Assistant professor at Qatar University’s College of Business and Economics.
Published On 4 Nov 2025
In 1987, The New York Times published an open letter addressed to the American people. Its author, a New York real estate developer named Donald Trump, accused Japan of taking advantage of the United States and warned that America was being “laughed at” by its trading partners. Nearly 40 years later, now in his second presidential term, Trump has turned the same grievance towards China, accusing it of exploiting US generosity and undermining US power.
That idea now drives Washington’s global strategy and increasingly shapes Europe’s behaviour. The Dutch government’s September 2025 seizure of Nexperia, a Chinese-owned chipmaker, offered the clearest sign yet of how far European governments have been drawn into the US-led confrontation with Beijing. Presented as a matter of national security, the move came after The Hague declared Nexperia’s Chinese ownership a threat to the Netherlands’ strategic interests.
The company at the heart of this decision has its own complex history. Nexperia began as the standard products business unit of NXP Semiconductors. It was sold to a consortium of Chinese investors in 2017 and later became one of several European tech firms to join China’s expanding industrial portfolio. By the late 2010s, that portfolio already included Supercell, Sumo, Stunlock and Miniclip in gaming, Kuka in robotics, WorldFirst in currency exchange and the mobile advertising start-up MobPartner. Europe, which long welcomed Chinese investment as a sign of openness, now treats those same partnerships as strategic threats.
The scale of those acquisitions grew alongside rising pressure within Europe to safeguard sectors deemed vital to national security. Governments began invoking emergency powers to block or reverse Chinese ownership of what they now call strategic assets. Nexperia was not the first company to be clawed back by a European state. In 2022, the UK ordered it to sell its stake in Newport Wafer Fab, while France seized Ommic in 2023. In the US, the Chinese firm Kunlun Tech was ordered to sell its 60 percent stake in Grindr in 2019.
Globally, these tit-for-tat responses have become common. In 2024, Beijing restricted exports of key minerals used in semiconductor manufacturing and tightened rules on the sale of foreign chips after security concerns over Nvidia’s products. Against this backdrop, it is not surprising that European governments have grown more wary of the transfer of critical assets and intellectual property to China.
The instinct to protect national industries is hardly new. Yet for all the Western outrage over Chinese technology theft, it is worth remembering that Alexander Hamilton, one of the founding fathers of the US, openly encouraged what would now be called industrial espionage. During the early years of the American Republic, the English-born engineer Samuel Slater memorised Richard Arkwright’s water-frame technology and helped establish America’s first water-powered cotton mill in Rhode Island. Hamilton later praised such imitation in his 1791 Report on Manufactures.
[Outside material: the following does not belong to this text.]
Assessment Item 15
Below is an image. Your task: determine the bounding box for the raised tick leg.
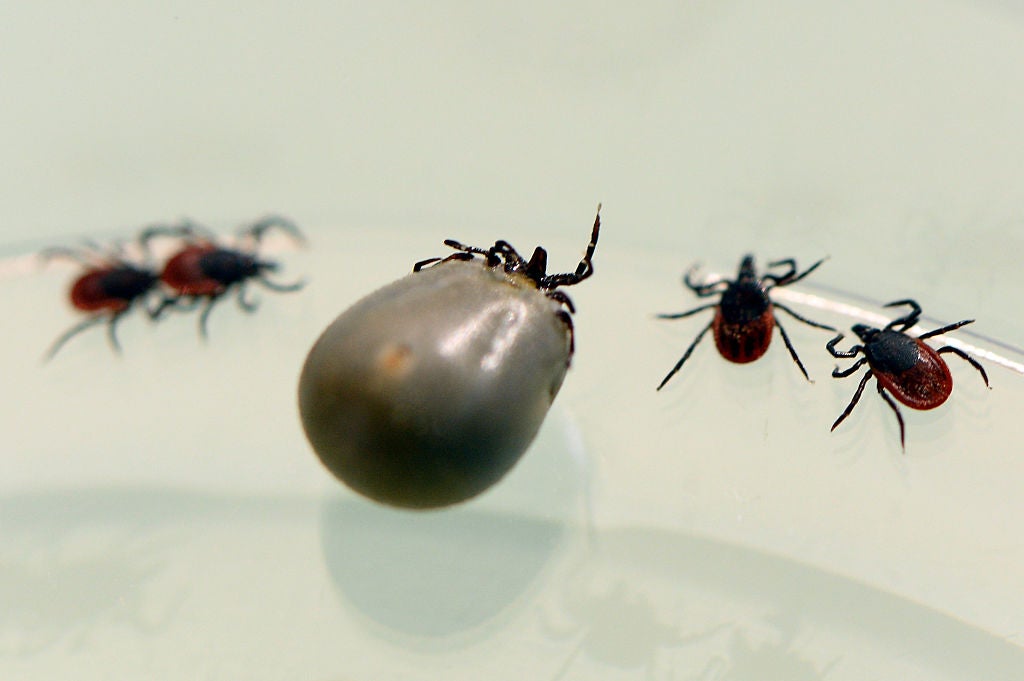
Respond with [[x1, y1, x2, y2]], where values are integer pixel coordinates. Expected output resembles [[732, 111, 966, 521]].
[[831, 369, 874, 430], [879, 383, 906, 454], [541, 204, 601, 289], [833, 357, 867, 378], [768, 258, 828, 286], [544, 290, 575, 312], [683, 263, 729, 298], [918, 320, 974, 340], [772, 302, 836, 331], [761, 258, 798, 286], [885, 298, 921, 331], [825, 334, 864, 358], [657, 320, 715, 390], [938, 345, 992, 390], [772, 314, 811, 383], [556, 309, 575, 360]]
Fast forward to 2025, and when the so-called “Magnificent Seven” (Alphabet, Amazon, Apple, Meta Platforms, Microsoft, Nvidia and Tesla) entered the trillion-dollar valuation club, their rise was attributed to genius and innovation. Yet when they falter, as in the Tesla versus BYD competition, blame often shifts to external factors such as unfair regulation or intellectual theft. US exceptionalism is cast as merit-based, while China’s ambition for technological leadership is condemned as unscrupulous.
Why, then, would a European nation insert itself into a Sino-American contest for semiconductor supremacy in which the continent is a distant third?
European leaders argue that the answer lies in safeguarding sovereignty and reducing dependence on authoritarian regimes. But the economic consequences are already becoming clear. Most of Nexperia’s production takes place in China, leaving the company unable to meet demand without that capacity. Since the takeover, several of its operations have slowed, and hundreds of employees in the Netherlands, the UK and Germany face redundancy. Global carmakers such as Volkswagen and Volvo have warned of possible production delays due to shortages of automotive chips, which are vital for vehicle electronics and control systems.
The Netherlands is not alone. Across Europe, governments have embraced the rhetoric of “de-coupling” from China even as their economies remain deeply entangled with it. The seizure of Nexperia aligns closely with European proponents of Donald Trump’s “liberation day” discourse, his campaign for economic disentanglement from China framed as moral redemption, and it foreshadows further clawbacks across the Maastricht-born union. European Commission President Ursula von der Leyen’s call for “de-risking rather than decoupling” now rings hollow against this backdrop.
There is an implicit capitulation in all this, one that began with the Marshall Plan in 1948 and continues to shape Europe’s responses to crises from the Russo-Ukrainian war to the present contest over technology. Each episode has reaffirmed the same pattern: when Washington redraws its global lines, Europe adjusts accordingly. The Dutch seizure of Nexperia may be justified in the language of sovereignty, but it exposes how little sovereignty remains. As the US and China battle for technological dominance, Europe once again finds itself not as a player in the new order, but as its terrain.
The views expressed in this article are the author’s own and do not necessarily reflect Al Jazeera’s editorial policy.